When faced with a financial crisis, most people usually think of using up their investments or taking a personal loan. While investment funds can help you save up on interest payments, they interrupt your financial goals in the long run. On the other hand, a personal loan comes with a high rate of interest that adds up to your existing financial problems. Therefore, in such cases, choosing the right kind of loan is important.
When looking up various loan options available in the market, people often fail to realize the value of their property. A loan against property or mortgage loan can be a good idea when in need of huge funds.
What is a Mortgage Loan?
A mortgage loan is a type of secured loan that you can avail of by keeping a commercial or residential property as a mortgage. It offers a simple solution to your financial needs as you get to use the locked-up value of your property without having to give up the ownership. Almost all banks, non-banking financial companies and housing finance companies offer a loan against property.

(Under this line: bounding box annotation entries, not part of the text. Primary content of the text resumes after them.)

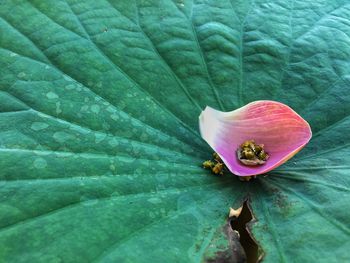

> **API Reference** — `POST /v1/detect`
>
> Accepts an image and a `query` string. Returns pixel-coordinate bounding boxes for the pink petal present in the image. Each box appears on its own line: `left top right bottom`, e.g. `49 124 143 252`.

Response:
199 100 312 176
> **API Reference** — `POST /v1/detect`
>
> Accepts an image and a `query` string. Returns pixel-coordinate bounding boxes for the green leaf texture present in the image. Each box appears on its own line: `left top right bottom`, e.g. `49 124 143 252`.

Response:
0 0 350 263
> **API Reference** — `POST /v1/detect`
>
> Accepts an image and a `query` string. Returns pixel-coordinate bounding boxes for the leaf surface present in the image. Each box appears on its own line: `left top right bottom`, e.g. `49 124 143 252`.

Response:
0 0 350 262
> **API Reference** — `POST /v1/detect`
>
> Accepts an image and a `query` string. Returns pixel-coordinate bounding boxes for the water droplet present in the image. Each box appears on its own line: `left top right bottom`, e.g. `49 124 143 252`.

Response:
53 132 75 143
95 133 107 143
46 91 58 100
108 138 119 147
111 114 119 121
17 72 26 78
56 102 62 114
33 158 47 169
90 104 100 114
147 197 162 205
106 106 116 113
63 75 73 81
30 122 49 131
80 105 89 111
65 84 75 90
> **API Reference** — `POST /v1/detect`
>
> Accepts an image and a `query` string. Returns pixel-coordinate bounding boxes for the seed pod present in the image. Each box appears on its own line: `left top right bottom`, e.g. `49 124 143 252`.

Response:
211 163 224 174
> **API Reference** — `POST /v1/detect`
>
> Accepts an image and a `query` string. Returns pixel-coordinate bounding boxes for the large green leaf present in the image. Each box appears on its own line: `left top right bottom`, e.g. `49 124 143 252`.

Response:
0 0 350 262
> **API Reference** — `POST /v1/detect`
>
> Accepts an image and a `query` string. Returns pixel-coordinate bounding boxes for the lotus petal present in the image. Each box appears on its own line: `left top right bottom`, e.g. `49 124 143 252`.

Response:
199 100 312 176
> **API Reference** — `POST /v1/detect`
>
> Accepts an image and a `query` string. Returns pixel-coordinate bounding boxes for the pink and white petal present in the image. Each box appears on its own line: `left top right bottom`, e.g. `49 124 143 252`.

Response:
199 100 312 176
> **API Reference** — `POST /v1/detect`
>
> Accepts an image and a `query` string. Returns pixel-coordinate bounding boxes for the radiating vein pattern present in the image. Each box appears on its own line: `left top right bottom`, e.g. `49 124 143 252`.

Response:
0 0 350 263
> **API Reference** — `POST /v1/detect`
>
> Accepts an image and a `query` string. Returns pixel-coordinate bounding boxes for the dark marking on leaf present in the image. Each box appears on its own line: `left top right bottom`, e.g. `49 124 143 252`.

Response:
230 199 263 263
206 218 247 263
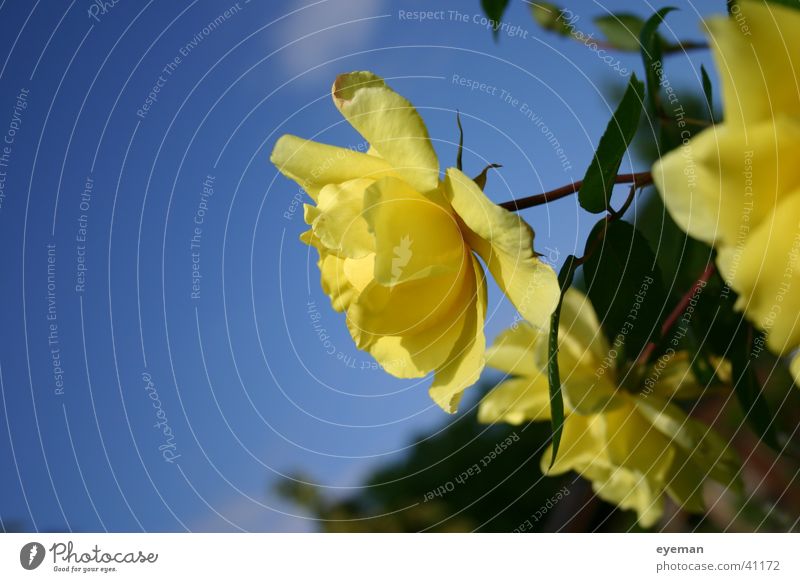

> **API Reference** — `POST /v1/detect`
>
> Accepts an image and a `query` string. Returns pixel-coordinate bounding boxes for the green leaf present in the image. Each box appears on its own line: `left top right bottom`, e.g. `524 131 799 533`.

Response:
639 6 676 114
472 164 503 190
583 219 669 359
528 2 572 36
730 326 780 450
578 75 644 213
700 65 714 120
547 255 578 467
481 0 509 40
594 13 644 51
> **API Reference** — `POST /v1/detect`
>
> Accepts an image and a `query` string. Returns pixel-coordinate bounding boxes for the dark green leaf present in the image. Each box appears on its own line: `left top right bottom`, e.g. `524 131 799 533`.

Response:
639 6 676 115
578 75 644 213
528 2 572 36
594 13 644 51
547 255 578 467
700 65 714 120
583 219 668 359
481 0 509 40
472 164 503 190
456 111 464 170
730 320 780 450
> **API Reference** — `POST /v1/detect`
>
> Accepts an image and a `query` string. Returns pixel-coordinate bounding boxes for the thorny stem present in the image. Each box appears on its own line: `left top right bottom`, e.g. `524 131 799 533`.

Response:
499 172 653 212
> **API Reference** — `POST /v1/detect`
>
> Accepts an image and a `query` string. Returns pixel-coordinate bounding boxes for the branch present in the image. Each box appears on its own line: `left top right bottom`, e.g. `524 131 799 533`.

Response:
639 261 717 362
499 172 653 212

Why is Mortgage a Good Idea?
If you have a fully constructed commercial or residential property, then a mortgage loan is your best pick in comparison to other types of unsecured loans. A loan against property offers a higher amount at cheaper rates of interest. Besides, since this type of loan comes with no restrictions on end usage, the borrowed amount can be used for any purpose, be it for financing a wedding or your child’s education, starting up a business, funding a vacation, or simply paying for an unforeseen medical emergency.
Benefits of a Mortgage Loan
If you are still unsure about whether to keep your property as a mortgage to avail of funds, then here are a few benefits of a mortgage loan you should consider.
Affordable Interest Rates
The mortgage loan interest rate typically ranges between 8.25% to 15%, which is relatively lower than unsecured loans, like a business or a personal loan. However, the interest rate depends on the loan amount, property value, repayment capabilities, and the type of interest rate chosen (fixed rate of interest or floating rate of interest). It is advisable to go for a fixed rate of interest only when there is a possibility of interest rates increasing continuously in the future.
Flexible Repayment Tenor
A mortgage loan can be availed of for a longer tenor up to 18 years. Bu elit semtimizde ataşehir vip escort bayanlar sizi bekliyor. Therefore, if your monthly expenses are higher than your usual savings, or if you are already paying EMIs for an existing loan, then you can simply opt for a longer tenor to reduce the financial burden.
A Large Sum
Lenders usually offer a hefty loan amount accounting to 75-90% of the property’s current market value. This means having a high-value property can fetch you a huge sum.
Quick and Hassle-free Processing
Upon meeting the eligibility criteria and submission of all the necessary documents, including copies of your address proof, identity proof, income proof, legal documents related to the property etc., along with a duly signed application form, NBFCs and banks usually initiate the loan processing, which takes 3-4 working day.
Lower Charges
A mortgage loan has lower prepayment charges and lower processing as compared to other types of loans. Therefore, you will need to compare the various charges by lenders before applying for this type of loan.
Refinancing Facility
With the value of the property going up, you can increase the loan amount – a process known as refinancing. This allows you to reap the maximum benefits of a mortgage loan kept as collateral, that too with fewer formalities.
Continued Ownership
Because a loan against property is taken against a mortgaged property, the rights are automatically passed on to the lender but you continue to have the ownership of the property. Moreover, you also have the option of deciding whether to rent out/lease the property.
If you are in need of a large amount and own a property that qualifies for a mortgage loan, then you should avail of the same because it is certainly a good way to go. Make sure you compare the various interest rates and EMI options. If you have a well-maintained commercial property and want to take a loan against that, you can use a commercial property loan calculator in advance to get an estimate of the monthly dues. The loan processing service is usually prompt. A loan against property is a long-term commitment, so before applying, check the different rates and charges applicable.